O festival Algures a Nordeste, que quer divulgar a dança contemporânea, propõe seis espetáculos, conversas com coreógrafos e bailarinos e um documentário entre os dias 08 e 30 de setembro, em Vila Real, anunciou a organização.

O verão celebra-se ao ar livre em Vila Real, com espetáculos variados que se estendem do centro histórico até à zona exterior do Teatro de Vila Real, onde ainda arranca a 6.ª edição do festival Algures a Nordeste, que, durante setembro, apresenta seis espetáculos, conversas com coreógrafos e bailarinos, duas oficinas e um documentário.

De acordo com o Teatro de Vila Real, antes de a programação regressar ao interior da casa da cultura, a companhia basca Ertza (Espanha) apresenta duas peças curtas e ao ar livre na sexta-feira, dia 08 de setembro, uma delas criada num programa de troca e criação artística entre Moçambique e Espanha.

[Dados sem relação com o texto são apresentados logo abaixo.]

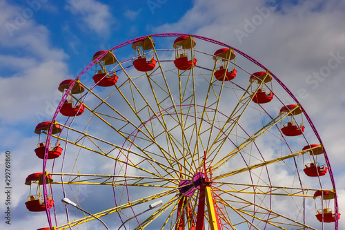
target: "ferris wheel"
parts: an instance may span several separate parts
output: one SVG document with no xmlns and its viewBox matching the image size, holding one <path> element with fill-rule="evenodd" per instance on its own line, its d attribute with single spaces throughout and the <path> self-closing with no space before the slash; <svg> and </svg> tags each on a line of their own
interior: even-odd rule
<svg viewBox="0 0 345 230">
<path fill-rule="evenodd" d="M 26 205 L 46 212 L 40 229 L 337 229 L 320 137 L 253 58 L 157 34 L 90 59 L 34 130 L 43 169 Z"/>
</svg>

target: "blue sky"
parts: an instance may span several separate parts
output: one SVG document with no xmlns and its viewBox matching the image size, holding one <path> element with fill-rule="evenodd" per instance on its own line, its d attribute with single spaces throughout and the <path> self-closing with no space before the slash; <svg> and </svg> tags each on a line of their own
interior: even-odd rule
<svg viewBox="0 0 345 230">
<path fill-rule="evenodd" d="M 342 213 L 339 229 L 344 229 L 344 10 L 341 0 L 0 0 L 1 169 L 4 153 L 11 151 L 15 211 L 14 224 L 5 225 L 1 207 L 1 229 L 45 220 L 25 208 L 23 182 L 41 169 L 30 158 L 37 140 L 33 131 L 52 117 L 61 99 L 57 86 L 75 78 L 95 52 L 160 32 L 230 44 L 281 79 L 307 111 L 327 149 Z M 262 20 L 253 25 L 259 16 Z M 2 191 L 2 171 L 1 176 Z"/>
</svg>

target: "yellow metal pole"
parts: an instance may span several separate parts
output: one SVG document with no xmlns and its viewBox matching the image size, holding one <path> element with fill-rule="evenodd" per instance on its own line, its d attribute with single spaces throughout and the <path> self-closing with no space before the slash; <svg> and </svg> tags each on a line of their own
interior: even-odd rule
<svg viewBox="0 0 345 230">
<path fill-rule="evenodd" d="M 212 198 L 211 189 L 210 186 L 205 186 L 205 195 L 207 203 L 207 211 L 208 211 L 209 224 L 211 230 L 218 230 L 219 223 L 217 215 L 215 212 L 215 204 Z"/>
</svg>

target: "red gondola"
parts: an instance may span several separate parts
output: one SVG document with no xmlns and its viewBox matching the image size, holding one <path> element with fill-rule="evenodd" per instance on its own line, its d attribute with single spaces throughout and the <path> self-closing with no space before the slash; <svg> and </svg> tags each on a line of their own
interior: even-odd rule
<svg viewBox="0 0 345 230">
<path fill-rule="evenodd" d="M 303 133 L 304 126 L 303 126 L 303 119 L 300 125 L 295 124 L 293 117 L 301 114 L 302 111 L 300 107 L 296 104 L 290 104 L 283 106 L 280 109 L 280 115 L 288 114 L 288 122 L 282 125 L 282 132 L 288 137 L 297 136 Z M 303 117 L 302 117 L 303 119 Z"/>
<path fill-rule="evenodd" d="M 43 159 L 46 146 L 44 146 L 43 143 L 40 143 L 40 144 L 41 144 L 41 145 L 39 147 L 36 148 L 34 149 L 34 152 L 36 153 L 36 155 L 39 158 Z M 48 159 L 57 158 L 60 156 L 61 153 L 62 153 L 62 148 L 59 146 L 55 146 L 52 148 L 51 150 L 49 150 L 48 153 Z"/>
<path fill-rule="evenodd" d="M 31 186 L 32 182 L 36 182 L 37 186 L 39 187 L 40 185 L 43 184 L 43 173 L 37 173 L 29 175 L 26 180 L 25 184 Z M 52 178 L 50 175 L 46 175 L 46 182 L 47 184 L 50 184 L 52 182 Z M 41 189 L 37 188 L 36 189 L 36 194 L 30 194 L 28 196 L 28 201 L 27 201 L 25 204 L 26 208 L 30 211 L 46 211 L 46 204 L 44 202 L 44 199 L 42 193 L 41 193 Z M 54 204 L 54 200 L 50 199 L 50 195 L 47 199 L 47 203 L 49 208 L 52 207 Z"/>
<path fill-rule="evenodd" d="M 320 166 L 319 163 L 309 163 L 305 165 L 304 173 L 309 177 L 322 176 L 327 173 L 327 167 L 324 165 Z"/>
<path fill-rule="evenodd" d="M 106 52 L 107 54 L 104 57 L 103 57 L 101 59 L 99 59 L 98 61 L 103 62 L 104 65 L 114 64 L 116 61 L 115 57 L 112 52 L 108 52 L 107 50 L 101 50 L 96 52 L 95 55 L 93 55 L 92 61 L 95 61 L 97 57 L 99 57 L 99 56 Z"/>
<path fill-rule="evenodd" d="M 114 65 L 114 68 L 112 68 L 112 70 L 115 70 L 115 64 L 116 63 L 116 59 L 112 52 L 110 51 L 108 52 L 106 50 L 98 51 L 93 55 L 92 61 L 95 61 L 95 60 L 97 57 L 99 57 L 100 55 L 106 52 L 106 55 L 96 63 L 95 65 L 96 72 L 95 73 L 95 75 L 92 77 L 95 84 L 101 87 L 109 87 L 114 86 L 117 82 L 117 78 L 118 78 L 117 76 L 115 75 L 115 70 L 114 73 L 110 74 L 109 73 L 107 72 L 106 68 L 106 66 Z M 97 66 L 99 66 L 101 70 L 99 70 L 97 71 Z"/>
<path fill-rule="evenodd" d="M 112 86 L 117 82 L 117 79 L 119 77 L 115 74 L 111 76 L 109 76 L 106 73 L 101 73 L 101 70 L 99 70 L 99 72 L 101 73 L 95 75 L 92 77 L 95 84 L 96 84 L 97 86 L 102 87 Z"/>
<path fill-rule="evenodd" d="M 34 129 L 34 133 L 37 134 L 39 134 L 39 144 L 38 148 L 34 149 L 34 152 L 36 153 L 36 155 L 40 158 L 44 158 L 44 152 L 46 151 L 46 145 L 44 142 L 41 142 L 41 133 L 43 132 L 44 133 L 48 133 L 49 128 L 50 128 L 50 125 L 52 122 L 41 122 L 36 126 Z M 53 124 L 52 134 L 57 134 L 61 133 L 62 128 L 59 124 Z M 59 157 L 59 156 L 61 154 L 62 148 L 59 147 L 59 143 L 57 142 L 55 144 L 55 146 L 52 148 L 50 148 L 49 151 L 48 153 L 48 159 L 55 159 Z"/>
<path fill-rule="evenodd" d="M 150 61 L 146 57 L 138 57 L 133 61 L 133 66 L 138 71 L 148 72 L 156 67 L 157 61 L 152 57 Z"/>
<path fill-rule="evenodd" d="M 228 66 L 228 61 L 233 60 L 236 57 L 234 50 L 228 48 L 224 48 L 215 52 L 213 55 L 215 61 L 217 61 L 217 59 L 220 59 L 221 62 L 221 66 L 216 68 L 215 72 L 215 78 L 219 81 L 230 81 L 236 77 L 237 70 L 235 69 L 234 66 L 233 70 L 229 71 L 228 66 L 227 68 L 227 66 Z"/>
<path fill-rule="evenodd" d="M 314 200 L 316 198 L 319 198 L 322 202 L 324 200 L 333 200 L 335 197 L 335 193 L 333 191 L 330 190 L 319 190 L 314 193 Z M 316 206 L 316 201 L 315 201 Z M 316 211 L 316 218 L 319 222 L 331 223 L 335 222 L 336 215 L 335 212 L 330 208 L 329 202 L 327 202 L 323 204 L 322 209 L 318 209 Z M 340 218 L 340 213 L 337 214 L 337 218 Z"/>
<path fill-rule="evenodd" d="M 133 66 L 137 70 L 148 72 L 156 67 L 157 61 L 155 60 L 154 57 L 152 56 L 150 60 L 148 61 L 145 52 L 153 49 L 155 46 L 155 42 L 150 37 L 146 37 L 145 39 L 133 43 L 132 48 L 135 50 L 135 55 L 138 56 L 133 61 Z"/>
<path fill-rule="evenodd" d="M 308 151 L 309 155 L 320 155 L 324 154 L 324 148 L 319 144 L 306 145 L 303 147 L 302 151 Z"/>
<path fill-rule="evenodd" d="M 41 134 L 42 131 L 48 131 L 49 128 L 50 128 L 50 125 L 52 124 L 52 122 L 41 122 L 36 126 L 34 128 L 34 133 Z M 53 124 L 52 134 L 57 134 L 61 133 L 62 131 L 61 127 L 59 124 Z"/>
<path fill-rule="evenodd" d="M 188 59 L 186 50 L 190 50 L 195 46 L 195 41 L 190 36 L 181 36 L 177 37 L 172 46 L 176 49 L 175 60 L 174 64 L 179 70 L 187 70 L 195 66 L 197 59 L 192 55 L 192 58 Z"/>
<path fill-rule="evenodd" d="M 62 93 L 65 93 L 74 82 L 75 80 L 70 79 L 63 81 L 59 86 L 59 90 Z M 72 95 L 81 93 L 83 91 L 84 88 L 83 86 L 81 86 L 79 82 L 76 82 L 70 90 L 68 97 L 62 105 L 62 107 L 60 109 L 60 113 L 66 117 L 74 117 L 81 115 L 84 111 L 85 106 L 83 104 L 73 104 Z"/>
<path fill-rule="evenodd" d="M 268 72 L 257 72 L 254 73 L 250 77 L 249 82 L 250 83 L 257 83 L 257 89 L 256 93 L 252 89 L 252 100 L 257 104 L 264 104 L 272 101 L 273 99 L 273 93 L 267 86 L 264 85 L 264 83 L 268 83 L 272 81 L 272 77 L 270 73 Z M 259 87 L 259 88 L 257 88 Z M 271 84 L 272 88 L 272 84 Z M 269 90 L 266 93 L 266 90 Z"/>
<path fill-rule="evenodd" d="M 298 126 L 294 122 L 288 122 L 282 127 L 282 132 L 288 137 L 298 136 L 304 131 L 304 126 Z"/>
</svg>

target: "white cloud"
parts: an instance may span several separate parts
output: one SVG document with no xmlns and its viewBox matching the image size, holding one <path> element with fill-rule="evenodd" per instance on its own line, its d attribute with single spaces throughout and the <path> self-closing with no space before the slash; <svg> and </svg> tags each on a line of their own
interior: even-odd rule
<svg viewBox="0 0 345 230">
<path fill-rule="evenodd" d="M 272 8 L 264 1 L 197 1 L 179 21 L 159 26 L 153 32 L 186 32 L 216 39 L 253 57 L 275 73 L 297 97 L 315 125 L 341 191 L 339 204 L 343 204 L 344 2 L 299 1 L 277 10 L 274 4 L 270 6 Z M 329 74 L 325 74 L 333 55 L 340 58 L 331 64 L 338 65 L 328 67 Z M 322 70 L 326 76 L 321 75 Z M 314 72 L 320 73 L 320 80 Z M 344 213 L 344 205 L 339 208 Z M 339 224 L 344 228 L 342 217 Z"/>
<path fill-rule="evenodd" d="M 137 10 L 137 11 L 130 10 L 126 10 L 124 12 L 124 15 L 126 18 L 128 18 L 128 19 L 134 21 L 139 16 L 139 14 L 140 14 L 140 12 L 141 12 L 141 10 Z"/>
<path fill-rule="evenodd" d="M 70 0 L 67 8 L 77 17 L 81 17 L 87 27 L 99 35 L 108 35 L 115 23 L 109 6 L 95 0 Z"/>
</svg>

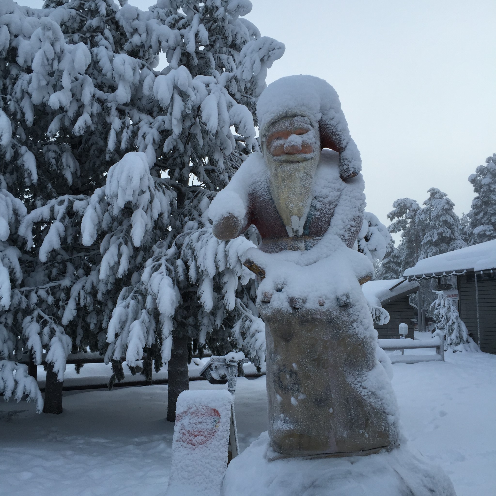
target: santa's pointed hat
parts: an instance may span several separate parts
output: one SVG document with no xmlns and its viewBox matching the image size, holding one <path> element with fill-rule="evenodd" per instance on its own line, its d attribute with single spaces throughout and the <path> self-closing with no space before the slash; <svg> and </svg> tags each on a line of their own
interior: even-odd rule
<svg viewBox="0 0 496 496">
<path fill-rule="evenodd" d="M 339 153 L 343 181 L 362 170 L 360 152 L 350 136 L 339 98 L 328 82 L 314 76 L 287 76 L 269 84 L 256 105 L 260 135 L 268 126 L 286 117 L 305 116 L 318 126 L 320 147 Z"/>
</svg>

Seguem-se, já em auditório, as apresentações públicas das quatro criações coreográficas emergentes desenvolvidas ao longo de quase um ano no âmbito do Laboratório de Criação Coreográfica e em que são protagonistas Luís Reboredo, Maria João Pereira, Patrícia Teles e Tiago Silva.

O diretor do teatro, Rui Araújo, já disse que este laboratório “faz parte de uma estratégia para que a dança, em particular a dança contemporânea, possa ter aqui na região também raízes, até para um dia haver uma companhia nessa área”.

Segundo a organização, o programa do festival “é marcado pelo regresso da Companhia Nacional de Bailado, com duas peças impactantes”, designadamente “Simphony of Sorrows”, de Miguel Ramalho, e “Cantata”, de Mauro Bigonzetti.

A Instável – Centro Coreográfico apresenta “Lowlands”, de Helder Seabra, numa noite que terminará com uma sessão de DJ e festa no café-concerto.

Uma outra companhia espanhola, a Haatik Dantza, participa no festival com a peça “Ur Bizitan” (“Água Viva”), que conta com música ao vivo.

A coreógrafa Olga Roriz é convidada para mais uma edição da iniciativa “Conversa de Bastidores” com o público, moderada por Carla Carvalho.

A edição deste ano conta de novo com um espetáculo em que participam intérpretes portadores de deficiência e, segundo o teatro, “Beautiful People” é uma peça de Rui Horta “simultaneamente perturbadora e sensível”, criada para a companhia Dançando com a Diferença.

Antes do encerramento do festival com a Companhia Nacional de Bailado, há ainda lugar à exibição do documentário “Um Corpo Que Dança”, de Marco Martins, sobre o Ballet Gulbenkian e o desenvolvimento da dança em Portugal.